Sua instalação mais famosa, “The Sound of Silence”, de 2006, inclusive, é dedicada à famosa imagem feita pelo sul-africano Kevin Carter de uma criança subnutrida ao lado de um abutre. No filme silencioso de oito minutos dedicado à fotografia, no entanto, composto de frases brancas cadenciadas sobre um fundo preto, conhecemos não apenas o momento do clique, mas a história de seu fotógrafo, que venceu o Pulitzer em 1994 justamente por esse trabalho, mas se suicidou no mesmo ano. A fotografia propriamente dita, quando aparece, dura o tempo de um flash.

ateliê de artista
Retrato do chileno Alfredo Jaar em seu ateliê que integra o livro 'Espaços de Trabalho de Artistas Latino-Americano' - Fran Parente/Reprodução

Segundo Jaar, todas as imagens —assim como as obras— podem ser interpretadas por lentes diferentes de acordo com o contexto. É por isso que a palavra ocupa um lugar tão essencial em sua trajetória. “Às vezes uso o texto exageradamente e não deixo as imagens falarem por si. Tenho uma tendência um pouco didática porque quero me comunicar com o espectador”, diz o artista.

A obra de arte perfeita, “aquela que informa e comove”, “toca e ilumina”, é a que atinge o equilíbrio perfeito entre informação e poesia. Um resultado que, segundo ele, só conseguiu alcançar em algumas de suas intervenções públicas. Numa delas, ele construiu um museu de papel numa cidade da Suécia que não tinha nenhuma instituição cultural.

O trabalho, que durou só um dia antes de ser incinerado, rendeu um convite ao próprio Jaar para projetar um espaço permanente para aquela comunidade. “Não poderia impor um museu, mas, com a obra, eu crio o desejo.
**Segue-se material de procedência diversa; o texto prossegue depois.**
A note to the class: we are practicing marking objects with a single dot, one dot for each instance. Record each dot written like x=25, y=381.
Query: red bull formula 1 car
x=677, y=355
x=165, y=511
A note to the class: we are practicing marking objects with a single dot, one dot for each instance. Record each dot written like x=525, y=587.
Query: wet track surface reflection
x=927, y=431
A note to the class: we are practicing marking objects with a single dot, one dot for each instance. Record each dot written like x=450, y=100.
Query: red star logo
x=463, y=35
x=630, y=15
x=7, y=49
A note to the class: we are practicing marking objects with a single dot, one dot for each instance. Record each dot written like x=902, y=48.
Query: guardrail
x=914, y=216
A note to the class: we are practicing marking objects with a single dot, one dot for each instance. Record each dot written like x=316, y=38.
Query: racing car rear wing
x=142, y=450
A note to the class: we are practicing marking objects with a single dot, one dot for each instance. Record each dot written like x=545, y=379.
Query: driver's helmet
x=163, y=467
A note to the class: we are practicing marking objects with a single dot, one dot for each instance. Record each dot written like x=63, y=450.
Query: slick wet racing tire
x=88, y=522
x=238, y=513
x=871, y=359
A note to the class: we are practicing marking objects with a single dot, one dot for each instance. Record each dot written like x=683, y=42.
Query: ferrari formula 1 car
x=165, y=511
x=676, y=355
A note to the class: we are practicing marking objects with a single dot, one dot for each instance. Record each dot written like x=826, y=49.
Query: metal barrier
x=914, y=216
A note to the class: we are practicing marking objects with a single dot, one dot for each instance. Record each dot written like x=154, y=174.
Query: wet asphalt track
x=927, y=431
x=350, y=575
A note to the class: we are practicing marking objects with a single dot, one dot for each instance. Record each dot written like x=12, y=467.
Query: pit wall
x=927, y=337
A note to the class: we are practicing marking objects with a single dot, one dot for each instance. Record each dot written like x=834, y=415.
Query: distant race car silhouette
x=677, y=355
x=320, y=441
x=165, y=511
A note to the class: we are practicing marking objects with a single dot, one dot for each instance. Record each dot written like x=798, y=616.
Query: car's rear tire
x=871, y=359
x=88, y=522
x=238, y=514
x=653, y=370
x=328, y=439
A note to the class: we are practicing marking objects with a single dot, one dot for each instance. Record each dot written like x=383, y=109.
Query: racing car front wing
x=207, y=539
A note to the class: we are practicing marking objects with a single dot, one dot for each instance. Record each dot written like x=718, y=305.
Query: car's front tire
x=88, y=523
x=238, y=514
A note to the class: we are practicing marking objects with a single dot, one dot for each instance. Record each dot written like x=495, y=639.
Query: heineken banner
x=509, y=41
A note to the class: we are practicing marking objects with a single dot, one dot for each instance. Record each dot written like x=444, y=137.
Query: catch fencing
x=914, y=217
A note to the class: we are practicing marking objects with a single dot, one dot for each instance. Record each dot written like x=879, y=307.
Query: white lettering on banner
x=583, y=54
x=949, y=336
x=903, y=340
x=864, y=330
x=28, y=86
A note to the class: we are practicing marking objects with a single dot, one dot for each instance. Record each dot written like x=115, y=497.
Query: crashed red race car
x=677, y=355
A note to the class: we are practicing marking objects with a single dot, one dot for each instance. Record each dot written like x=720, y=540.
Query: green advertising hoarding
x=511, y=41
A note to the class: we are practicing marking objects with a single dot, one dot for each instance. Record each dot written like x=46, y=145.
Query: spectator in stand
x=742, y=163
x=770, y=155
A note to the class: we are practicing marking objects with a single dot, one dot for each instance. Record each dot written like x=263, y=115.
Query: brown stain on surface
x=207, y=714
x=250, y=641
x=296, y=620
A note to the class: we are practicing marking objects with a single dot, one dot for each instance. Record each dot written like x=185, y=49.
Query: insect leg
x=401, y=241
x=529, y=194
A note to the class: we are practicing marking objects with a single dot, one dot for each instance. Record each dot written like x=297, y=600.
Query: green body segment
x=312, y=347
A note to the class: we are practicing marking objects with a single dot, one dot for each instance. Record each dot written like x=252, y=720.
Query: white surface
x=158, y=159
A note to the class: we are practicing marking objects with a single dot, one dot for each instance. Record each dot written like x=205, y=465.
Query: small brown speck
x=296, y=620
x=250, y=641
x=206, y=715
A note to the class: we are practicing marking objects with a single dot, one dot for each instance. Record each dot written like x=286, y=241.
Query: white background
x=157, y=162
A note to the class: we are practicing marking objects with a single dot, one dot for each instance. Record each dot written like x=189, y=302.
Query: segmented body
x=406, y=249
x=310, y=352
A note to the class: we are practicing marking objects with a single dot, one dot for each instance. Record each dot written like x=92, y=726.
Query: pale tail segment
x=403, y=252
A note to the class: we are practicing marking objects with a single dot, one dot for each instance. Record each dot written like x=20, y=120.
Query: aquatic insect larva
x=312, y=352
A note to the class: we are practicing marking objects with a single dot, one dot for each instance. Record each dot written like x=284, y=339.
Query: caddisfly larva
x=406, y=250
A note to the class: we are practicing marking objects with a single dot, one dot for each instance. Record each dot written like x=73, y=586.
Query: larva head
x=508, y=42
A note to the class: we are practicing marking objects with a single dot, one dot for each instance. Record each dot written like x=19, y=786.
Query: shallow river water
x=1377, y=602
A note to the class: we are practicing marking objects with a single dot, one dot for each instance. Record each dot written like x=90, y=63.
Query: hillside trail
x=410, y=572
São pequenos êxitos na minha carreira”, conta.

Quando teve acesso a uma pesquisa realizada pelo Sesc e descobriu que só 18% do público que ia ao espaço por outros motivos —para almoçar, ir à biblioteca, ao dentista— acabava visitando as exposições, Jaar também assumiu como um de seus objetivos elevar essa porcentagem.

Para isso, pensou na importância de obras que apresentassem “elementos de atração” e não fossem “puramente intelectuais”. O eterno jogo do artista entre informação e poesia, texto e imagem, esforço e deleite.

“Atraímos com luz, espaços misteriosos, labirínticos. Coisas que são mais fáceis visualmente, mas que contém uma mensagem”, ele afirma. “As obras fazem alguma exigência, mas, uma vez que o espectador passa de superfície, entende o jogo e entra dentro delas, meu esforço é premiado. É fascinante, eu ganho a batalha.”